Why Monthly Active Users matters
Rising MAU indicates broader monthly reach, but the cause may be acquisition rather than stronger retention. Falling MAU warrants checking both new and returning user movement.
- Business question
- How many unique users meaningfully engage with the product over a month?
- Teams that use it
- Product, growth, finance, customer success, and leadership teams.
- Decisions it supports
- Reach and adoption reporting, capacity planning, growth analysis, customer health, and engagement strategy.

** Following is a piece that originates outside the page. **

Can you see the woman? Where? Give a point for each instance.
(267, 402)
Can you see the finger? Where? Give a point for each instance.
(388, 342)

Monthly Active Users formula
Total Unique Users Per Month
Formula components
- Unique users
- Deduplicated users with at least one qualifying active event in the monthly window.
- Active event
- The agreed behaviour representing meaningful product use.
- Monthly window
- Either a calendar month or a rolling 30-day period, used consistently.
How to calculate Monthly Active Users
- Choose the active event and whether the metric uses calendar or rolling months.
- Collect valid events in the full window.
- Resolve identities and exclude test, bot, or staff activity where appropriate.
- Count distinct qualifying users once for the whole window.
Monthly Active Users example
During July, an application records at least one core action from 42,600 distinct valid users.
- Measurement window = 1–31 July.
- Active event = completed core action.
- Unique users across the full month = 42,600.
MAU for July is 42,600.
A total of 42,600 unique users were meaningfully active at least once in July; repeat days do not create additional users.
How to interpret the result
Decompose MAU into new, retained, resurrected, and churned users. That movement explains whether growth is durable or dependent on continuous acquisition.
Calendar MAU and rolling 30-day MAU are not interchangeable. Product cadence, seasonality, user role, and active-event choice also shape the level.
Common mistakes and limitations
- Summing DAU
- Adding daily counts duplicates users active on multiple days.
- Mixing window types
- Calendar months have different lengths; rolling windows move every day.
- Using all registered users
- MAU includes only users meeting the active rule in the window.
- Ignoring identity stitching
- Anonymous and signed-in records can represent the same user.